Les enjeux humains de la crise sanitaire actuelle

Avec l’épidémie en cours et les peurs naturelles mais aussi irrationnelles qu’elle entraîne, on peut craindre le développement de tendances mortifères pour notre humanité et à un autre niveau que celles du virus lui-même, en créant une frontière entre personnes saines et malades, symboliquement entre purs et impurs.

En temps ordinaire, il ne fait déjà pas bon vivre dans certains quartiers quand on a un type asiatique. Avec l’apparition de cette épidémie d’origine chinoise, il vaut mieux ne pas tenir un commerce asiatique en France ou avoir les yeux bridés alors qu’on vient de tousser dans le métro parisien.
Avec la diffusion du virus au niveau mondial, tout étranger qui parait déjà étrange à certains en temps normal, court maintenant le risque d’être considéré comme dangereux.

En France, la simple convivialité va bientôt de ne pas avoir bonne presse alors qu’on nous recommande de ne plus nous embrasser ni même de nous serrer la main.
Le mode de vie à la française que le terrorisme islamiste n’avait pas réussi à menacer, risque ainsi d’être sérieusement mis à mal.
Avec la multiplication des cas, en France, l’autre, même apparemment « bien français », peut rapidement apparaître comme une menace.
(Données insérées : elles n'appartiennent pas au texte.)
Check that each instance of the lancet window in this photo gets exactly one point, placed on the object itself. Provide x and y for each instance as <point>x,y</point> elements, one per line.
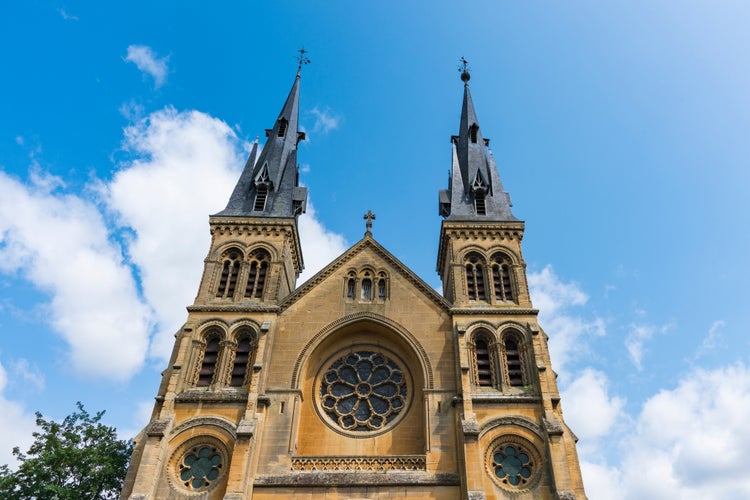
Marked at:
<point>243,358</point>
<point>502,281</point>
<point>514,359</point>
<point>366,286</point>
<point>230,269</point>
<point>210,359</point>
<point>485,373</point>
<point>474,265</point>
<point>258,270</point>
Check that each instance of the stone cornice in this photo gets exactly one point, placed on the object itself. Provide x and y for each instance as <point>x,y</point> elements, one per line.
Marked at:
<point>269,308</point>
<point>515,311</point>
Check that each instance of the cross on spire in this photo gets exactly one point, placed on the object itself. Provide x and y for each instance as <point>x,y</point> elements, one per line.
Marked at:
<point>302,59</point>
<point>369,217</point>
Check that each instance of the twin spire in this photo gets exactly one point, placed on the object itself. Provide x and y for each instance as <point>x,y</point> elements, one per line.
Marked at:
<point>269,184</point>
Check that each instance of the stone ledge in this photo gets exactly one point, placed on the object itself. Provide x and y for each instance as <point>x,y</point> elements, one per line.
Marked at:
<point>196,396</point>
<point>357,479</point>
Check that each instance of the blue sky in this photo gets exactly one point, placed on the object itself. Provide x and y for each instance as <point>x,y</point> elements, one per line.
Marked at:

Nous vivons déjà dans un monde, notamment dans les grands centres urbains, où la méfiance est trop présente, où la surveillance devient une obsession, où le contact humain semble être réduit à son minimum, comme le montre une rapide observation d’une rame de métro parisien.

Prenons garde, par peur de la contagion, de ne pas créer un monde sans risque mais encore plus aseptisé et deshumanisé.

Mais cette crise sanitaire peut aussi être l’occasion d’un examen de conscience et d’une prise de conscience de notre responsabilité individuelle et collective et de l’indispensable solidarité qui doit tous nous unir par delà nos différences.
Notre humanité peut y trouver l’occasion de manifester sa lucidité, son sens de la solidarité, sa compassion. Elle ne nous appelle pas à courir des risques inutiles mais à savoir les estimer à leur juste mesure et à surtout ne pas sacrifier notre rapport à l’autre à la nécessaire prudence. Comme le déclarait le Pasteur Wagner en créant la paroisse qui porte le beau nom de Foyer de l’Âme : « Ici, on enseigne l’humanité ».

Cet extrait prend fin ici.